Al volver de vacaciones, después de un mes fuera de Nepal, el país parecía distinto. Mejor dicho, era distinto. El monzón había desaparecido llevándose los cielos nublados consigo y la claridad era más que evidente. En esa claridad y a lo lejos, se podía ver la cordillera del Himalaya entre los edificios semi construidos de Katmandú.
No podría explicar con palabras la sensación de inmensidad y de conexión completa con la naturaleza que sentí cuando vi las montañas por primera vez. Diez de las catorce cimas de más de 8000 metros que hay a lo largo y ancho del mundo se encuentran en la cordillera del Himalaya. Desde Katmandú se pueden ver algunas de ellas pero nada comparado con perderse por alguna montaña y divisarlas desde allí. Parecen espejismos, dibujos en mitad del cielo.

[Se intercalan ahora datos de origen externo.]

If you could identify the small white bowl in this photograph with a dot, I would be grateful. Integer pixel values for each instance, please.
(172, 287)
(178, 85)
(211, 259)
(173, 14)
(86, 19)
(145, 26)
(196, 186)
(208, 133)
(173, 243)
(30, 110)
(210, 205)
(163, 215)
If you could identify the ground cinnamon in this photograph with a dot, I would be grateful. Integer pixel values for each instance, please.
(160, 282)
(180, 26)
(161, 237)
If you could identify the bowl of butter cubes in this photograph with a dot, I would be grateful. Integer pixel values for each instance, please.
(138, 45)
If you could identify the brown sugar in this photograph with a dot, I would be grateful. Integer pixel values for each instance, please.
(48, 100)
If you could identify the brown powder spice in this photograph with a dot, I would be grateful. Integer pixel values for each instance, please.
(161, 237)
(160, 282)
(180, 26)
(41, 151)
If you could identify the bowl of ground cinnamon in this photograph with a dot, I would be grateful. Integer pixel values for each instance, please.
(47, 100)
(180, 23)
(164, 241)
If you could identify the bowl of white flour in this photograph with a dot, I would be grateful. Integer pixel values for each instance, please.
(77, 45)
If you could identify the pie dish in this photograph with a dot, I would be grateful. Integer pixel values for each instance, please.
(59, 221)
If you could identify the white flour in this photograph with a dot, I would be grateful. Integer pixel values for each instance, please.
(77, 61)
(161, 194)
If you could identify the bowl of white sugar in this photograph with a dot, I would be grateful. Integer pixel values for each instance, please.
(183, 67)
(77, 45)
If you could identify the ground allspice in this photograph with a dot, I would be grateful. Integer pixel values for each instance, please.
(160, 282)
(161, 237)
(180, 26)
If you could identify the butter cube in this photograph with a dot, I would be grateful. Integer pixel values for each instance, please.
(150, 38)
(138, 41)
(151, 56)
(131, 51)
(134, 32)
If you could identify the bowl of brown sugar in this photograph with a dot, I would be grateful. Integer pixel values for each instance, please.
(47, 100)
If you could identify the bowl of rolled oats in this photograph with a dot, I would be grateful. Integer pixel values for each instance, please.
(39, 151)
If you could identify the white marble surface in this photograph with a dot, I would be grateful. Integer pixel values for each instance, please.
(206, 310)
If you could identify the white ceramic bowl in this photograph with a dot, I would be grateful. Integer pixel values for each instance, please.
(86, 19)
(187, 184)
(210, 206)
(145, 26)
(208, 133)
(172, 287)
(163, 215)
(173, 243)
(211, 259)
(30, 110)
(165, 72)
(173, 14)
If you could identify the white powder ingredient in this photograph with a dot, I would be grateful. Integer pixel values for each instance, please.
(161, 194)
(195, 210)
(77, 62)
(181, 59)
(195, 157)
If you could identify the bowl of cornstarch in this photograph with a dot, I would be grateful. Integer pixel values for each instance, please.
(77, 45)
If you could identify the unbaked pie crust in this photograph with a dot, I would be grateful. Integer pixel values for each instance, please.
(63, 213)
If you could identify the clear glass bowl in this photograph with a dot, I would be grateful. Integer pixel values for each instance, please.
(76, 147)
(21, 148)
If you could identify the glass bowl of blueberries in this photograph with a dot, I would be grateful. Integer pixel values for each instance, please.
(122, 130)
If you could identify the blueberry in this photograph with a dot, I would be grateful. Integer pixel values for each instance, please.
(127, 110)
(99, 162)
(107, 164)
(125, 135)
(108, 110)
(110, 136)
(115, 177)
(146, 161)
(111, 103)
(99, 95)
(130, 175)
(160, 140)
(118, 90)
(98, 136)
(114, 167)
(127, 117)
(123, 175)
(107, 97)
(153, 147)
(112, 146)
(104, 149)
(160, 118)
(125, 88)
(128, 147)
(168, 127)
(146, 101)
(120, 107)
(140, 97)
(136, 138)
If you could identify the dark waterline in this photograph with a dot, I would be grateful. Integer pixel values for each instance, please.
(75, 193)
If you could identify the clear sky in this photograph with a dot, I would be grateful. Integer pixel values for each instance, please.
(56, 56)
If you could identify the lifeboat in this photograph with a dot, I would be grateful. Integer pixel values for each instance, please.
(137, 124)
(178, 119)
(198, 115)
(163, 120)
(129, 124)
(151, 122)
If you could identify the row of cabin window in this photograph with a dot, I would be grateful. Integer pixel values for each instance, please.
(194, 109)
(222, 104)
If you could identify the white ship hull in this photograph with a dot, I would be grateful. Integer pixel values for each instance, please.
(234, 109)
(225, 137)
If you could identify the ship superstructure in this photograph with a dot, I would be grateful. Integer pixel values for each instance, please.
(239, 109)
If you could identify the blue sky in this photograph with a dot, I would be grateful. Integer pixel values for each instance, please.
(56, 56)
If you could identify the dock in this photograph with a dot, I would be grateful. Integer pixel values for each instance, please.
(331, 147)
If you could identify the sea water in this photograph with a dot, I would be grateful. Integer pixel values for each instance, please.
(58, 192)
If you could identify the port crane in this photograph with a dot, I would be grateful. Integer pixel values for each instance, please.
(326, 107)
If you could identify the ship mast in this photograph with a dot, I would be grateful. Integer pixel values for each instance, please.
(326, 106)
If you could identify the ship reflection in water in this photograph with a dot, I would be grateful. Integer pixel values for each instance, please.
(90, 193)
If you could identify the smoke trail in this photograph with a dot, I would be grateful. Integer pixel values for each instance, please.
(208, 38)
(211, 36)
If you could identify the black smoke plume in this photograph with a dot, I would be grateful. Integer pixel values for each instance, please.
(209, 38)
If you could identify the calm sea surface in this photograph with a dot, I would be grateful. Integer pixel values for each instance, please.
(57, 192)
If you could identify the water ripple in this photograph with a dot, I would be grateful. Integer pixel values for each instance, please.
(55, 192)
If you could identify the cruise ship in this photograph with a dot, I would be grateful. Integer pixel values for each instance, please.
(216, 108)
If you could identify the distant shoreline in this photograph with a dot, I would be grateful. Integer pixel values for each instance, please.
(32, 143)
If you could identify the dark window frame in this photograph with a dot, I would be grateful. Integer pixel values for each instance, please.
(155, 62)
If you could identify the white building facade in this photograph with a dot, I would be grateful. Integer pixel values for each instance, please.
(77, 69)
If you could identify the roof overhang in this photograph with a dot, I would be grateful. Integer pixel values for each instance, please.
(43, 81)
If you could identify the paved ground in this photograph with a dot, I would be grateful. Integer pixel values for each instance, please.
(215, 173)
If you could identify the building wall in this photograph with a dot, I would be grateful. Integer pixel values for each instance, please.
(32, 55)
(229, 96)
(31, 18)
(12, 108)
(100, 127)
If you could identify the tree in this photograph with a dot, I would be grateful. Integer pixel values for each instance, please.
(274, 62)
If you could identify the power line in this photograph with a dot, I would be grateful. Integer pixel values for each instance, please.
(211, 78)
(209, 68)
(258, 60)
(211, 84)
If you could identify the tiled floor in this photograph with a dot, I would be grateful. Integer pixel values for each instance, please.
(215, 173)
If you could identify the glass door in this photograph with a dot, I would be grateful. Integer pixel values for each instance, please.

La despedida se está haciendo dura. Una cuenta atrás con igual número de sensaciones agrias y dulces. Agradecida por las cosas aprendidas, pero con el miedo del que se enfrenta a lo desconocido de nuevo. El empezar de cero en mi país no debería resultar difícil después de lo vivido, pero parece más complicado que nunca. Con las cifras de parados aumentando y las empresas cerrando, vivir en España parece más una quimera que una realidad. Y digo vivir, que no sobrevivir.

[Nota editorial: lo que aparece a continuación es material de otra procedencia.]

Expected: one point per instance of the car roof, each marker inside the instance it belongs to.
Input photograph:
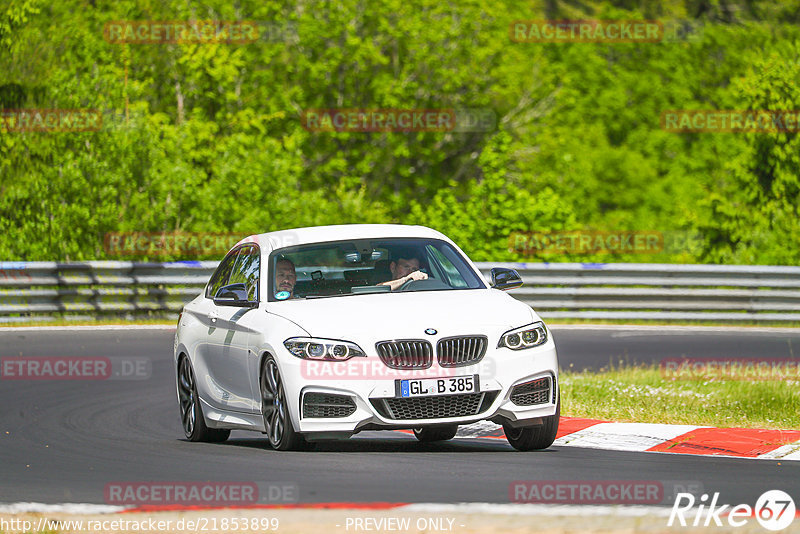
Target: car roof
(321, 234)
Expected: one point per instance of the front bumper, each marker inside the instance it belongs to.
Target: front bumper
(374, 405)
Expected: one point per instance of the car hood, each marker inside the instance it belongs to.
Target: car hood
(407, 314)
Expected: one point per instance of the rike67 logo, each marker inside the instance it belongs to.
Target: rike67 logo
(774, 510)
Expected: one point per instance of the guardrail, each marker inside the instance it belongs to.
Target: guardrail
(34, 291)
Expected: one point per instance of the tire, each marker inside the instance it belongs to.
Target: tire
(435, 433)
(536, 437)
(275, 409)
(192, 419)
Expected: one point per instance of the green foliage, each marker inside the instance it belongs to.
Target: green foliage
(208, 137)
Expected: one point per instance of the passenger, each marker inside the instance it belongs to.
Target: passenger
(404, 269)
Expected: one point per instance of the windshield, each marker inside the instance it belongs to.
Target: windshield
(357, 267)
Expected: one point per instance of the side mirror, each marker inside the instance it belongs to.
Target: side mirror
(234, 295)
(505, 279)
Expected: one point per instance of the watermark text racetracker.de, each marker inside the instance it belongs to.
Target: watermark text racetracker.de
(214, 523)
(168, 243)
(586, 31)
(399, 120)
(375, 369)
(208, 494)
(627, 492)
(730, 121)
(75, 368)
(50, 120)
(730, 369)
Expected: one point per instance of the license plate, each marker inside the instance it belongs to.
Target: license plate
(425, 387)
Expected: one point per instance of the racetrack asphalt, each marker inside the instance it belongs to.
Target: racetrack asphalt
(64, 441)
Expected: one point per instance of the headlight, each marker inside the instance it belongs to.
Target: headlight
(524, 337)
(310, 348)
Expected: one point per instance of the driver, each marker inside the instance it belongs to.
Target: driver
(404, 269)
(285, 276)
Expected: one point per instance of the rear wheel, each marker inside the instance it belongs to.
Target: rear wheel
(194, 424)
(535, 437)
(436, 433)
(275, 410)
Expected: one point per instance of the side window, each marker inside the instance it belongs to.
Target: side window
(220, 276)
(245, 271)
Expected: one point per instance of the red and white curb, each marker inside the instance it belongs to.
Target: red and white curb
(653, 437)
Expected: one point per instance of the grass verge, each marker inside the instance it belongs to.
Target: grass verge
(641, 395)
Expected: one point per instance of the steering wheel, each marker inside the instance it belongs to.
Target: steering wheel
(406, 285)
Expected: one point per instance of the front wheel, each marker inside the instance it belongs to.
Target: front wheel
(192, 419)
(436, 433)
(275, 410)
(535, 437)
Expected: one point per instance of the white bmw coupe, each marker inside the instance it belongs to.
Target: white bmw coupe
(320, 333)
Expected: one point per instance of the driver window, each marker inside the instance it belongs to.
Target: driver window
(246, 271)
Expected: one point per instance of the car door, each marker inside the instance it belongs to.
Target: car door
(227, 353)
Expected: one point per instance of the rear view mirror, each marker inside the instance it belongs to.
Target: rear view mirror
(505, 279)
(234, 295)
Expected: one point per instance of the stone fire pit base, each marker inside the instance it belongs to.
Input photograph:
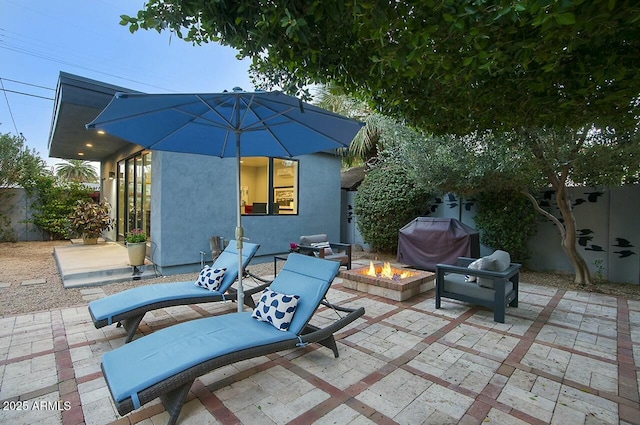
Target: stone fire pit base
(397, 290)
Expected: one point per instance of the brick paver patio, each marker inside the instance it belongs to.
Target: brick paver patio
(562, 357)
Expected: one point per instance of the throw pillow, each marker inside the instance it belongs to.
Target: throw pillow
(325, 246)
(499, 261)
(210, 278)
(276, 308)
(476, 265)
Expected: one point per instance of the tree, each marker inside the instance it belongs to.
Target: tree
(54, 201)
(530, 68)
(379, 132)
(77, 170)
(524, 161)
(18, 164)
(449, 66)
(387, 199)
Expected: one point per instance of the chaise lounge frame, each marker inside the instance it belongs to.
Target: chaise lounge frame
(130, 319)
(174, 389)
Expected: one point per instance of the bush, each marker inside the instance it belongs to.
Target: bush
(54, 203)
(90, 218)
(507, 221)
(387, 200)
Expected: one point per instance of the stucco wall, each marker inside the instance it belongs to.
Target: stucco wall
(194, 198)
(607, 224)
(15, 205)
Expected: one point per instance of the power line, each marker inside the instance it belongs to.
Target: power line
(22, 93)
(27, 84)
(9, 107)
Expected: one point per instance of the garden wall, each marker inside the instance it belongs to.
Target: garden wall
(15, 205)
(606, 219)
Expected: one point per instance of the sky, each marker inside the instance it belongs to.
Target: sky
(41, 38)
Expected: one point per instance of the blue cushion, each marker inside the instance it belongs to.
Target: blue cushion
(309, 278)
(146, 361)
(276, 309)
(106, 308)
(149, 360)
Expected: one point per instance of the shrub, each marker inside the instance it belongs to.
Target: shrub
(90, 218)
(507, 221)
(386, 200)
(54, 202)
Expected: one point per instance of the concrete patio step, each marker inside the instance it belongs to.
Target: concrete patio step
(91, 265)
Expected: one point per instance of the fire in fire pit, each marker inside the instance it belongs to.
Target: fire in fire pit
(386, 271)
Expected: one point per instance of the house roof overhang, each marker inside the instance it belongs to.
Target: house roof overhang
(78, 101)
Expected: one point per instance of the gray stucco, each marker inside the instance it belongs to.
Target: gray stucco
(194, 198)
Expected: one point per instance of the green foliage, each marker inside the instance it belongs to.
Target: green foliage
(19, 166)
(53, 204)
(90, 218)
(449, 66)
(386, 200)
(136, 236)
(507, 221)
(77, 170)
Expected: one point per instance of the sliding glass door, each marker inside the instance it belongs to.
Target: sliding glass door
(134, 194)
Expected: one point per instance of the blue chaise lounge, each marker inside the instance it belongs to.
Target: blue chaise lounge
(166, 363)
(127, 308)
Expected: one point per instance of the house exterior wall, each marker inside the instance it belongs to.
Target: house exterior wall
(194, 197)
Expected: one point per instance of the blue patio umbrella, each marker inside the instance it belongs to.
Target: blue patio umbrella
(229, 124)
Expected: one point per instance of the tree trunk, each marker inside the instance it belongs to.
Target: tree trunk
(567, 233)
(569, 238)
(546, 150)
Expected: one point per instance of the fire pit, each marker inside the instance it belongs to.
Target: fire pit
(396, 283)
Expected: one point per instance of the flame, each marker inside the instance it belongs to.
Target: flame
(386, 271)
(372, 270)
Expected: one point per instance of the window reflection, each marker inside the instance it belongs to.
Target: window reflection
(269, 186)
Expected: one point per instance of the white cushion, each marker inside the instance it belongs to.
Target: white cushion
(476, 265)
(210, 278)
(323, 245)
(276, 308)
(499, 261)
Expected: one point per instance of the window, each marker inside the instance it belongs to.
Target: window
(134, 194)
(269, 186)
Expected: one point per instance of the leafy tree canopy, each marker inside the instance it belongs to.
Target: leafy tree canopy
(446, 66)
(19, 165)
(77, 170)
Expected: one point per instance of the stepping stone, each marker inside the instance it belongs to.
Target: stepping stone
(34, 282)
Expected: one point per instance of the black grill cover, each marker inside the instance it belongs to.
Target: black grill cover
(427, 241)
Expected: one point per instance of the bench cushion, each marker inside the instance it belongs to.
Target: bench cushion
(499, 261)
(456, 284)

Por eso aprovecho los momentos de quietud, la sensación de tener el mundo a mis pies que experimento cuando hago pequeños trekkings por las montañas con la cima del mundo delante de mis narices. Y es que la vida no es otra cosa que eso: vivir el presente, dejar los combates con uno mismo a un lado y disfrutar de cada uno de los pequeños momentos de forma plena y sin miramientos.